In quest’ultima posizione si mantenne fino al momento dell’armistizio di Villafranca, conosciuto il quale, e presagitene le conseguenze funeste pella sfortunata Venezia, domandò la sua dimissione, che non gli fu allora concessa. Se non che, poco appresso ritiratosi tutto il ministero, egli ebbe la sua giubilazione, e rientrò definitivamente nella vita privata, solo conservando la dignità di senatore, conferitagli nel 1855.
Il commendatore Paleocapa è autore di parecchie memorie scientifiche che gli acquistarono fama di valente idraulico, fra cui crediamo prezzo dell’opera citar le seguenti:
Esame delle opinioni di B. Castelli e di A. Borelli sulle lagune di Venezia; — Considerazioni sulla costituzione geologica del bacino di Venezia e sui pozzi artesiani; — Parere sulla regolazione del Tibisco in Ungheria; — Considerazioni sul protendimento delle spiaggie e sull’insabbiamento dei porti dell’Adriatico, applicate allo stabilimento di un porto nella rada di Pelusio; — Considerazioni sulla scelta di quello fra i canali del Danubio, che convien preferire per regolarne la foce nel mar Nero; — Memorie d’idraulica pratica sull’Adige e sul Castagnaro; — Parere sul piano di bonificazione dei consorzi Padani.

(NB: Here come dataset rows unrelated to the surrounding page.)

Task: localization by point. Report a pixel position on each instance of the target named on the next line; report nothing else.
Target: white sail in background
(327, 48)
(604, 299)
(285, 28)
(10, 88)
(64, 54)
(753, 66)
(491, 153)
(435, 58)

Parecchie altre memorie vennero inserite negli atti dell’Ateneo e dell’istituto di scienze di Venezia.
Membro dell’accademia di scienze, lettere ed arti di Milano, ed uno dei quaranta della società italiana, è pur membro onorario dell’accademia di belle arti di Venezia, e socio di molte altre che riuscirebbe lungo il nominare.
Insignito da sua maestà il nostro re del grado di cavaliere, gran croce dell’ordine Mauriziano, e di cavaliere del merito civile, fu dall’imperatore dei Francesi creato grande ufficiale della legione d’onore, e dall’imperatore di Russia cavaliere di prima classe dell’ordine di S. Wladimiro.